You may optionally upload a profile image. Images are stored on Cloudflare R2 object storage. The legal basis is your consent (GDPR Art. 6(1)(a)), which you can withdraw at any time by removing the image from your profile.

Event participation

When you RSVP to or organize events, we store your participation status. Your name and profile image are shown to other users on event attendee lists. The legal basis is the performance of a contract (GDPR Art. 6(1)(b)).

Session and security data

When you log in, we create a session record that includes your IP address and browser user agent. This is used to maintain your login and to detect unauthorized access. The legal basis is our legitimate interest in securing the service (GDPR Art. 6(1)(f)). Sessions expire automatically and are deleted when you log out.

3. Cookies

This website uses only strictly necessary cookies for authentication (session token). These cookies are essential for the login functionality and are exempt from consent requirements under the ePrivacy Directive. We do not use analytics, tracking, or advertising cookies.

4. Third-Party Services

Hetzner (Hosting)

This website is hosted on servers operated by Hetzner Online GmbH, Industriestr. 25, 91710 Gunzenhausen, Germany. All data is stored within the European Union. Hetzner acts as a data processor under a Data Processing Agreement (GDPR Art. 28). See Hetzner's privacy policy at hetzner.com.

Cloudflare R2 (Image Storage)

Profile images and event photos are stored using Cloudflare R2 object storage, operated by Cloudflare, Inc. Images are stored in EU regions. See Cloudflare's privacy policy at cloudflare.com.

Komoot Photon (Geocoding)

When searching for event locations, we send your search query to the Komoot Photon API (photon.komoot.io) to suggest city and place names.

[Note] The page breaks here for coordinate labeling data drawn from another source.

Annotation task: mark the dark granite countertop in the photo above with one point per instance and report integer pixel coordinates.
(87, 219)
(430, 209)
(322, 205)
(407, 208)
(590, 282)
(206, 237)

No personal data beyond the search text is transmitted. See Komoot's privacy policy at komoot.com.

5. Data Retention

Account data is retained for as long as your account exists. Sessions are deleted on logout or when they expire. Password reset tokens expire automatically within a short period. You can delete your account at any time from your account settings, which permanently removes all personal data associated with your account.

6. Your Rights

Under GDPR, you have the right to:

  • Access your personal data (Art. 15)
  • Correct inaccurate data (Art. 16)
  • Request deletion of your data (Art. 17) — available directly via account settings
  • Restrict or object to processing (Art. 18, 21)
  • Data portability (Art. 20)
  • Withdraw consent at any time, where processing is based on consent

To exercise any of these rights, contact us at [CONTACT EMAIL].

7. Right to Lodge a Complaint

You have the right to lodge a complaint with a data protection supervisory authority. The competent authority in Germany is the Bundesbeauftragte für den Datenschutz und die Informationsfreiheit (BfDI).